Not: Normalde yazıları pek okumadan publish tuşuna basardım. Ama burada ne dediğimden kendim de pek emin olmadığım için yeniden şöyle bir okudum ve ne yalan söyleyeyim pek anlaşılır bir şekilde yazmamış olduğumu farkettim. Ama deminden beri bisiklete biniyorum, yoruldum, düzeltme ile uğraşmak yerine şimdi Publish butonuna basacağım. Notu başa yazayım da bari kimsenin vaktini gaspetmeyeyim.

=================================================

Bazen aşık sevgisi neden yücedir diye düşünüyorum aklıma hep bir sıcak bakış, bir içten kucaklama, bir soluksuz sevişme, bir kolkola gezinti geliyor.

Sonra garip bir his bana diyor ki bunlar belki de aslında o aşkı ve sevgiyi tüketen, aşındıran şeyler. Yani çok doğal gibi görünen bu şeyler aslında insansı toplumuyla sürtünme yaratıyor ve hatta aşık insanlara izolasyon getiriyor, birbirine mahkum ediyor.

Yani tam anlatamıyorum ama şöyle birşeyler sanki.

Çok sevdiğin zaman gözün hiçbirşeyi görmez ama sen görünmez olmazsın. İnsanlar yanında sevgilin yokken bile senin bir aşk denizinde yüzdüğünü anlarlar, rahatsız olurlar.

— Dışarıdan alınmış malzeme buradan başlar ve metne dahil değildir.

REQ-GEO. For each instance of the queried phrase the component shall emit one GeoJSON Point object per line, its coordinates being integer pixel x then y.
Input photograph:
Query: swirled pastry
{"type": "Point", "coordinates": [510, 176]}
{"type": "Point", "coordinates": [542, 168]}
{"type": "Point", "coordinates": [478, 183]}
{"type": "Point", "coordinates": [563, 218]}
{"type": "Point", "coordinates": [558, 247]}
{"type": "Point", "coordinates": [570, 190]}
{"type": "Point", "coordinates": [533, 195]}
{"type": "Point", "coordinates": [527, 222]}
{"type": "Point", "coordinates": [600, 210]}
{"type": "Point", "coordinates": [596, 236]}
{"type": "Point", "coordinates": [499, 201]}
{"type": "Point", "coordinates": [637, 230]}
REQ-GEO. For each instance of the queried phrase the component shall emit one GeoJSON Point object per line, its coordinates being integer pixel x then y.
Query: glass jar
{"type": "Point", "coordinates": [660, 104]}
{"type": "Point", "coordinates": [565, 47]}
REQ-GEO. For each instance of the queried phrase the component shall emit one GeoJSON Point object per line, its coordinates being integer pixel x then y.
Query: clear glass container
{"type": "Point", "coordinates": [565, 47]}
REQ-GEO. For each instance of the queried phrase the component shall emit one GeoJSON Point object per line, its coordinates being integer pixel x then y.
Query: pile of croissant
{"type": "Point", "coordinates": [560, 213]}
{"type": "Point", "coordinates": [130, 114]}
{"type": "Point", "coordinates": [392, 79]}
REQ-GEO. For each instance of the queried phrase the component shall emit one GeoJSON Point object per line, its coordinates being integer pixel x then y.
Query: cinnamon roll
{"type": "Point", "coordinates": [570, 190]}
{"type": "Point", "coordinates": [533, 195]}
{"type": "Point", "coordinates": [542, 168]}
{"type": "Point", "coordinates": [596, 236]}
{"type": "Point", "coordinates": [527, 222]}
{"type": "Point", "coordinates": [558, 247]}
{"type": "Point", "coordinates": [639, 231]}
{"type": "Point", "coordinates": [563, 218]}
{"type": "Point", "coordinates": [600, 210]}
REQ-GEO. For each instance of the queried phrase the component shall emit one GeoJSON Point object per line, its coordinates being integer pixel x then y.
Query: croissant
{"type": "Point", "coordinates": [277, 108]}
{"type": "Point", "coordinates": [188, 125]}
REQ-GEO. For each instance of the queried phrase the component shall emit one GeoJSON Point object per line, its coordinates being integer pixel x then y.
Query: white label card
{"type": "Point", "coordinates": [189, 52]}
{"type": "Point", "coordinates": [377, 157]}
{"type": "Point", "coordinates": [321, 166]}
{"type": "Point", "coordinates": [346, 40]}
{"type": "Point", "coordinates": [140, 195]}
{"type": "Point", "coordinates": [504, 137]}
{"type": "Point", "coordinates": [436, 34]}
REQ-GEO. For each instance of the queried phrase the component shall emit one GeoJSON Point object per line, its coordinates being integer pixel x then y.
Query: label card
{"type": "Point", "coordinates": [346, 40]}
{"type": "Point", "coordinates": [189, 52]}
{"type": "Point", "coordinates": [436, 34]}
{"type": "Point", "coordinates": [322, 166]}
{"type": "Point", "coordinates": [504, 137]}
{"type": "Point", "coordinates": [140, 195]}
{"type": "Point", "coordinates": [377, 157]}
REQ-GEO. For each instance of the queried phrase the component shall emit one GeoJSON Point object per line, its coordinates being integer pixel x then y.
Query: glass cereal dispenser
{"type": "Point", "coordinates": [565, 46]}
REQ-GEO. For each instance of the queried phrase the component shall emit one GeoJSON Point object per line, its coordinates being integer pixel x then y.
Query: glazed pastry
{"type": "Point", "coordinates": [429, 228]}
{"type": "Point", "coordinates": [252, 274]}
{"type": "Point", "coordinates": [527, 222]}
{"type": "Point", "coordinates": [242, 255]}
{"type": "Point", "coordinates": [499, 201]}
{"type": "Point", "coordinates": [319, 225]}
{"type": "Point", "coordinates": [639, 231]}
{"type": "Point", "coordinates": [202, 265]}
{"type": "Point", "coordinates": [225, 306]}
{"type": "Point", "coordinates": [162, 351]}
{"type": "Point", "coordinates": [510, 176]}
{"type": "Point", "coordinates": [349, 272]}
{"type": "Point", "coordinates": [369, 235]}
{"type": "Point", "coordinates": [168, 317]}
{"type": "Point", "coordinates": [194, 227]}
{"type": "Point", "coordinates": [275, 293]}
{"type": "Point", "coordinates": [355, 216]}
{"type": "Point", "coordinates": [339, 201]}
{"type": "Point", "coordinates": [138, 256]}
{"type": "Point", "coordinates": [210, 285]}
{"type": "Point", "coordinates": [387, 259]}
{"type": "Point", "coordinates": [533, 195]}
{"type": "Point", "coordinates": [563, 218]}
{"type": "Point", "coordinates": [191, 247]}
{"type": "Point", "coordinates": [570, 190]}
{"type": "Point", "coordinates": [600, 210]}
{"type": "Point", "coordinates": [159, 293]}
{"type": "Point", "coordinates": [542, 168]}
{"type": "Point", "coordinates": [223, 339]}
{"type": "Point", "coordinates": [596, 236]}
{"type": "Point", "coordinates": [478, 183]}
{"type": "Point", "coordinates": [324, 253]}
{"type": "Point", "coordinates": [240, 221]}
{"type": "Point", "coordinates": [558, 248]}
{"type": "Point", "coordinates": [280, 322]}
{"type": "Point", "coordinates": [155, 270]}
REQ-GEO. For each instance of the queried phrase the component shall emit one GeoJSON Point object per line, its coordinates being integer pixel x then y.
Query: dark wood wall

Zira toplum aslında doğal yani hayvani (insansı) çekim kuvvetleri ile birarada durur ve doğal olanın içinde aşk ve sevgi yoktur. Sevgi insancıldır, insansı ve doğal değil. Burada başlar ilk yıpranma. İnsanlık sistemi sevgiyi tolere edemez. Onu üreme içgüdüsüne dönüştürmeye çalışır, en azında buna adreslemeye çalışır.

Bu baskıyı ilk aşk aşamalarında farketmez veya umursamazsın ama bilinçaltın bunu tehdit olarak kaydeder ve seni kendinden korumaya çalışır, yavaş yavaş insansı tarafın insancıl tarafına söz geçirmeye çalışır ve çok büyük oranda da bu büyük sevgiyi toplumun kabul edebileceği düzeye indirir

Aşık olduğun anda aşık olduğun kişiye dair sevgi azalması süreci de başlar. Hani şu sahip olduğun anda değerini yitiren hedeflerle özdeşleştirir toplumun bilgeleri bunu. Gerçekten öyle olmasa bile maalesef süreç yine de sevgi azalması ile devam eder.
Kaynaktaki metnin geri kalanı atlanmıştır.